Utter, worse case scenario crap.
There is no allowance for employer health insurance. As you go up in income that chance increases substantially.
There is no allowance for family help in ASSUMED eternal childcare.
The entire premise is a welfare mom with 2+ kids and no family help.
Yeah, but even employer health insurance is unaffordable if you have a family and are making, say, $60k. Add on the rest of the family and the employee’s contribution then goes through the roof. And even then the coverage sucks.
Exactly. Roughly 90% of American workers work for wages. That means they generally have access to health insurance through their employer. While the quality of that insurance obviously varies, for the most part it's good enough.
Not only that, but some of his numbers are suspect. The author gives a number of $32k/yr for two kids, or roughly $1333 per month per child. He gives no indication of how he arrived at that number.
A quick google search indicates that the average monthly daycare cost for an infant is $1282/mo, which is lower than his but still reasonably close. However, daycare for a toddler, typically defined as a 1-3 year old, drops to $1200/month, and it drops down to $800/mo for a 4 year old.

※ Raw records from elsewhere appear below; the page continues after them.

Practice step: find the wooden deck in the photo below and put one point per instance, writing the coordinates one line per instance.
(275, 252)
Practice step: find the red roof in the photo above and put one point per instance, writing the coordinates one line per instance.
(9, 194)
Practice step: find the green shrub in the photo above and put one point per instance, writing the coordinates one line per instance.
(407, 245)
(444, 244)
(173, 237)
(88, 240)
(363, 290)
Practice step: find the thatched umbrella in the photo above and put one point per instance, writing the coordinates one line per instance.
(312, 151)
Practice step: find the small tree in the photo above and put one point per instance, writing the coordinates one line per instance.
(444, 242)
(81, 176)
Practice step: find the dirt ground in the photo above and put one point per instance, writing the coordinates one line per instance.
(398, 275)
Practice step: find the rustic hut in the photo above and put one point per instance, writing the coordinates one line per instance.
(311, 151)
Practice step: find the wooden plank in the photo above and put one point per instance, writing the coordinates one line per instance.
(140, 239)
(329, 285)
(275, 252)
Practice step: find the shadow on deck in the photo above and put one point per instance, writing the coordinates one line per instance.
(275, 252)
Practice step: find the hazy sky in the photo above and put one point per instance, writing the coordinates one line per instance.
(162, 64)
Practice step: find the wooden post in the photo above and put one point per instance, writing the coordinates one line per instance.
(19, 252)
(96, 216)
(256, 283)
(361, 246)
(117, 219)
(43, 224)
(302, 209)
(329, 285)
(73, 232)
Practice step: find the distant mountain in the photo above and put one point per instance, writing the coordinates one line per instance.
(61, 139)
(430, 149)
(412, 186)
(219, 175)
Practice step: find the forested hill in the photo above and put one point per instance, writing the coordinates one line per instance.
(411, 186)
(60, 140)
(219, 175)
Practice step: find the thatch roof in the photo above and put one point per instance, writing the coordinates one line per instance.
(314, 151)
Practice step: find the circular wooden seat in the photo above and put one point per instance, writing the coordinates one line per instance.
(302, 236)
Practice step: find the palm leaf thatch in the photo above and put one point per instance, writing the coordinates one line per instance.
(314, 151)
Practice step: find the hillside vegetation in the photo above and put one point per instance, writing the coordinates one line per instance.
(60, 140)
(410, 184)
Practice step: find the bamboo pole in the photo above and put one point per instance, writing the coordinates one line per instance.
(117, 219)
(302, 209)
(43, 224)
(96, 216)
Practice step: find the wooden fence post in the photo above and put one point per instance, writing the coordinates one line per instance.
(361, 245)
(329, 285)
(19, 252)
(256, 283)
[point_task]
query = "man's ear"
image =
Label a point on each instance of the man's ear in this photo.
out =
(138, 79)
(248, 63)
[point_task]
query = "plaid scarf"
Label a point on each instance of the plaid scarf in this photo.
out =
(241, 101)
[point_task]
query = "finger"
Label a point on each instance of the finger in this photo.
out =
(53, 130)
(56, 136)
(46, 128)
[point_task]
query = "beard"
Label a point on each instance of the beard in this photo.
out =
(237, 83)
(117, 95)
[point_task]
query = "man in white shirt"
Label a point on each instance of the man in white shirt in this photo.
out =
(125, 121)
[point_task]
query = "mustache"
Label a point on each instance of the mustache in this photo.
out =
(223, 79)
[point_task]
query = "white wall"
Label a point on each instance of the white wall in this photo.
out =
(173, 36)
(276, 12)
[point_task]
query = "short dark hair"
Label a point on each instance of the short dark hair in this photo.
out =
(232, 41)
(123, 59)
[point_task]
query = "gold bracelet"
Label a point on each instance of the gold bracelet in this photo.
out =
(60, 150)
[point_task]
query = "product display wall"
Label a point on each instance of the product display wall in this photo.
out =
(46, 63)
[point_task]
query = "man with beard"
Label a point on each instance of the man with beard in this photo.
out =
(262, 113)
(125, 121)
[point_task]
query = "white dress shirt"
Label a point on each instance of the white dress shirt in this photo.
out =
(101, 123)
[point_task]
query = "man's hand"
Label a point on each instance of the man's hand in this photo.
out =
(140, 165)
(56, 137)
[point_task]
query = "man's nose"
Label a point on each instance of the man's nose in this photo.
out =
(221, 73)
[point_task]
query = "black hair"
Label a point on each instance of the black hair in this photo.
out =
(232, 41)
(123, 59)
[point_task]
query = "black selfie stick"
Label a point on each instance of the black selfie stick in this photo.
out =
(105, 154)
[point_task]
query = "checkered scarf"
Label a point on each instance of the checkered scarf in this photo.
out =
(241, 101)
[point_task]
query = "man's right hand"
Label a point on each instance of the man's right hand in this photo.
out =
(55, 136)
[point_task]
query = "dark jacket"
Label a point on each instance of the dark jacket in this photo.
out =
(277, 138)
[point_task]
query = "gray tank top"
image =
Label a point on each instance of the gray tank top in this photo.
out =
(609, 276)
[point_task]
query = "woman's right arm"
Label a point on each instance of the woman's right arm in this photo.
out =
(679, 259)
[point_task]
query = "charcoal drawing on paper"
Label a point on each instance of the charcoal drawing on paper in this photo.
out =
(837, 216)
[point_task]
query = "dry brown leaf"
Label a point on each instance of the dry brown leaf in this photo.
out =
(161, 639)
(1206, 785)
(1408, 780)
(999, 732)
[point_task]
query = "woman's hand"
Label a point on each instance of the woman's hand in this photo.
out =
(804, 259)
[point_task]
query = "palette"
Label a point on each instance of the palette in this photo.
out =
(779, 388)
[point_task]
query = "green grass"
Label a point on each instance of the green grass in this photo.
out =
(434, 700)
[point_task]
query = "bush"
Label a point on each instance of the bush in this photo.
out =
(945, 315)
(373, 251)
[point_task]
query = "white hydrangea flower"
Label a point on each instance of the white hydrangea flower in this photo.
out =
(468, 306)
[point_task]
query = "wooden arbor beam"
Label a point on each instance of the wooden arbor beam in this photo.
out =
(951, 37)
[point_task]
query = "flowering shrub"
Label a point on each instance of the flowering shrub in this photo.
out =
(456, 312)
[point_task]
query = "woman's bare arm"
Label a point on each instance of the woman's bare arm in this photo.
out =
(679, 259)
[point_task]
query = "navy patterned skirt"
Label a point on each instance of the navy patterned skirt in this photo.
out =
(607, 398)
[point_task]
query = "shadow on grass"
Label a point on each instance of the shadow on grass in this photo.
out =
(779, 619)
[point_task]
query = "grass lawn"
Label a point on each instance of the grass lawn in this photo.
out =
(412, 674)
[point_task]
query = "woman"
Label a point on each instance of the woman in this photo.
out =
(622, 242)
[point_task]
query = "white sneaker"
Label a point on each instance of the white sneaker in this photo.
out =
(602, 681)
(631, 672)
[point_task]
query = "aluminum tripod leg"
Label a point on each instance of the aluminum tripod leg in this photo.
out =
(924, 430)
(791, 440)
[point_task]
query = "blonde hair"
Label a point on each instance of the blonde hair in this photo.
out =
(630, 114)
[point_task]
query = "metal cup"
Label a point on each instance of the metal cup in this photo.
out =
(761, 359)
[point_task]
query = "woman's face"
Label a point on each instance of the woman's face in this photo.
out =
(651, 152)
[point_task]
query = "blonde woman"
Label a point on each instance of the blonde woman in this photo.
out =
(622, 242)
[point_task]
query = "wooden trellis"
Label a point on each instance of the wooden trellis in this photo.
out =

A reasonable 2 year separation between children would mean the costs would be about $29,784 the first year, assuming a newborn and a 2 year old. The 2nd year (1 year old and 3 year old) would be $28800 and the third year (2 and 4) would be $24000. By the fourth year, cost would drop dramatically as the older child is now in school and no longer needs all day daycare, and the youngest child would be 4 years old and costs would be about $9600/year. By the fifth year, child care costs would be negligible relatively speaking. All the while, the family income continues to increase.
“Entire?” It really isn't. And let's not forget that women now aged 80 are the ones that entered the mainstream workforce back in the 1960s, meaning that neither mom nor grandmom is available for childcare, because they are still working to pay off that mortgage before retiring—and great-grandmom (the 80-year-old) may only be marginally capable of running after toddlers. We have become Sovietized.